The Fear Arrives at a Birthday Party
The urge that had kept me home all of last weekend had completely inverted by Friday: I had to get out, or something was going to give. So I ended up at a stranger’s birthday party in some village, which wasn’t quite the escape I needed. Everything checked out on paper—decent music, cute girls, free alcohol until the room stopped making sense—but underneath all the drunk laughing something crept in. Fear of Berlin. It came quietly, the way bad feelings do when you’ve had just enough to drink that your defenses are down but not enough to stop thinking. The fear wasn’t really of the city itself. It was the same fear I have about dying—not death, but the forced removal from the game. The idea that once I leave, everything I’ve built here in terms of interaction just stops. That kind of imposed helplessness does something to me.

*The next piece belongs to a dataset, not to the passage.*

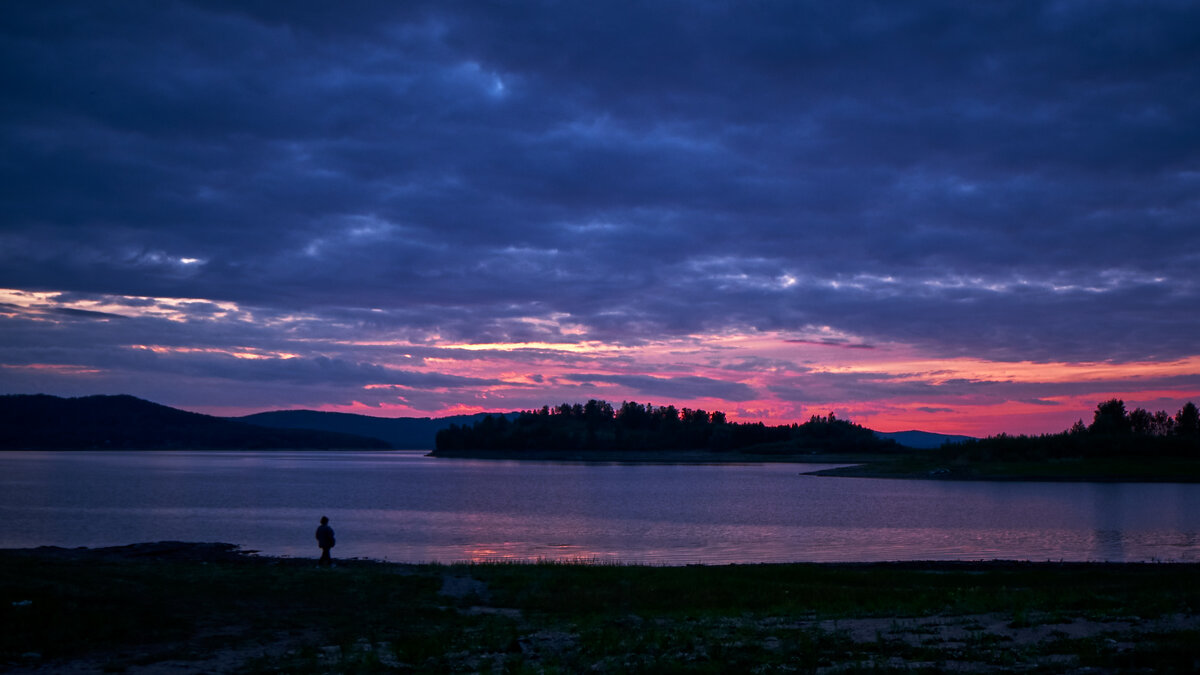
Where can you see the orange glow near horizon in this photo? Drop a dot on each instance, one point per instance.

I hate having too much time inside my own head. The ghosts drift in uninvited, soft and unannounced, and suddenly I’m missing things I was certain I’d gotten past. My iTunes wasn’t producing enough genuinely mournful songs to let me sink all the way in, which was probably fine. Two things actually helped: The Simpsons Movie, which kept the dark stuff at bay for about two hours, and a postcard from Nicki, written from vacation on Rügen. Sweet that you thought to send it. I hope whatever plan you have to free yourself and reclaim your life catches a little this way. Especially on Sundays—which, by long experience, is my most vulnerable day for this particular bittersweet condition of mine.